Making Sure to Profile Your Test Bench and Fighting Compilers
Context:
In my deque post, linked here, the test bench depended on the size between pointers in the deque. This makes a difference when referencing different values within a struct, so it might have actually caused issues.This was the code:
int x [MAIN_DEQUE_SIZE];
for (int i = 0; i < 100; i++)
{
deque_node* front = main_deque->first;
deque_node* iterfront = main_deque->first;
while(iterfront->next != front)
{
iterfront = iterfront->next;
x[i] = iterfront->payload;
}
}
This was the assembly from gcc 14.1.1 related to the loop that was given as a result when using the -O2 flag:
.L13:
mov rax, QWORD PTR [rax+8]
cmp rax, rdx
jne .L13
Thus, the values inside of the array that I store the payload values in were optimized out. I am trying to time it such that it is referencing this payload though, as the offset from the struct pointer might result in different cache behavior.
The fix is quite simple (fortunately) -- just push the values into a deque that is never used.
deque* trash = init_deque();
for (int i = 0; i < MAIN_DEQUE_SIZE; i++)

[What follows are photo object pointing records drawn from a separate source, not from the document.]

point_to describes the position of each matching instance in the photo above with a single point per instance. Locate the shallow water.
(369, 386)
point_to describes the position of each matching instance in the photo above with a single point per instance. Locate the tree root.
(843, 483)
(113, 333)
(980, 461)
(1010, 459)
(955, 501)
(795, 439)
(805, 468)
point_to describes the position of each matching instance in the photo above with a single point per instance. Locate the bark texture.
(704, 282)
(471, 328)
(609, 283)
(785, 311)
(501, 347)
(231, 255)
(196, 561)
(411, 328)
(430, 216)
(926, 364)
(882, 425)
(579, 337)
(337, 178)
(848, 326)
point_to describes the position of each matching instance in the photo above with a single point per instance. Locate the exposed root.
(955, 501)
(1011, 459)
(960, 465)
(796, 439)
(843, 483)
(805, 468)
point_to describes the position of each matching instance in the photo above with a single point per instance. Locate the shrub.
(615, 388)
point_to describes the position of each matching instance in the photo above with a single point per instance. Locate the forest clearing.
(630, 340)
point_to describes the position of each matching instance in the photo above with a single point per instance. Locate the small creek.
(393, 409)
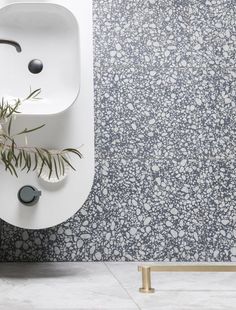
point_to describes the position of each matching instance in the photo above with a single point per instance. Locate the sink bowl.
(46, 32)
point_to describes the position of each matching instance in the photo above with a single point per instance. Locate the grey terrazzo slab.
(164, 188)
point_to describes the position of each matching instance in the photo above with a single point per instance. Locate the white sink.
(60, 34)
(47, 32)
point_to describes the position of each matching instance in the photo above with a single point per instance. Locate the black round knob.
(28, 195)
(35, 66)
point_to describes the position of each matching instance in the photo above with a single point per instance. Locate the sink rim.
(68, 10)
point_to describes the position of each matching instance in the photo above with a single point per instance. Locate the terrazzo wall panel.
(165, 111)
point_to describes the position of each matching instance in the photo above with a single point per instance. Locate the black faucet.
(13, 43)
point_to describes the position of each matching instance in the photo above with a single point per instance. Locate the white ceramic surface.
(74, 127)
(48, 32)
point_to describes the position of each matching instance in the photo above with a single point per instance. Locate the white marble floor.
(110, 286)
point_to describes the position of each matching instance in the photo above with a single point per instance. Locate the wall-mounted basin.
(39, 48)
(59, 35)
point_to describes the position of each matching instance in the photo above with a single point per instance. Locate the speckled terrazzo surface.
(165, 113)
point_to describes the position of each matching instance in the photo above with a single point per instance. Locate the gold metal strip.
(146, 271)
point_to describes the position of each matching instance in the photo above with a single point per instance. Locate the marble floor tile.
(58, 286)
(179, 291)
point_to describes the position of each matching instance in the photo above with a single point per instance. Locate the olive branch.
(16, 157)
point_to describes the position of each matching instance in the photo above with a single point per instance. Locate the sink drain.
(35, 66)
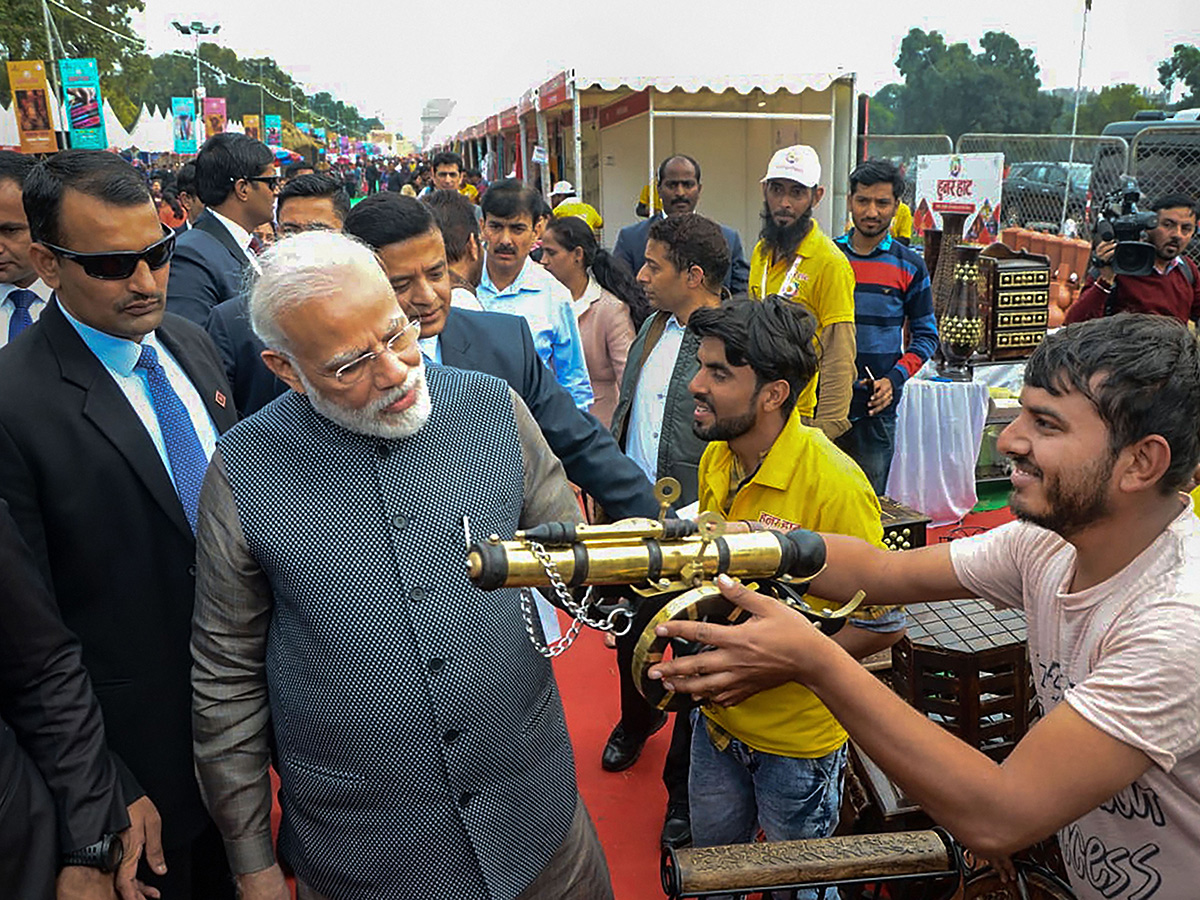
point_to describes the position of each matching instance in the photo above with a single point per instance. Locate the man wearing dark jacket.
(406, 237)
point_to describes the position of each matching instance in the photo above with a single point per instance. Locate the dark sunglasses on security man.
(120, 265)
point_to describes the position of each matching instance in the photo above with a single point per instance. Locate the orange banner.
(31, 106)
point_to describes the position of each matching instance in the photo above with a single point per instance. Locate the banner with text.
(31, 106)
(274, 125)
(85, 112)
(960, 183)
(214, 115)
(183, 113)
(252, 126)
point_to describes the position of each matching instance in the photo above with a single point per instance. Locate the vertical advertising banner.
(183, 111)
(252, 126)
(274, 125)
(81, 94)
(214, 115)
(31, 106)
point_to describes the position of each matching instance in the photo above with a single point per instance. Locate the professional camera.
(1123, 222)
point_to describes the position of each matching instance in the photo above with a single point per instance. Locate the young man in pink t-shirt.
(1105, 563)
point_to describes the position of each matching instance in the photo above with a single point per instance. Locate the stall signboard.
(214, 115)
(274, 125)
(183, 113)
(253, 126)
(31, 106)
(85, 112)
(960, 183)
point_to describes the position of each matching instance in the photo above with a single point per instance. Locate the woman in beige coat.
(609, 304)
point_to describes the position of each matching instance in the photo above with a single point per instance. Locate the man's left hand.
(761, 653)
(881, 396)
(82, 882)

deque_push_front(trash, i);
}
This also causes the optimize flag -O3 to reference the payload as well, meaning this was sufficient in my fight with the compiler.
In future benches, I will make sure to continue profiling, but also figure out ways to bench without needing to fight gcc, if not, I'm sure after enough battles I'll lose one quite spectacularly!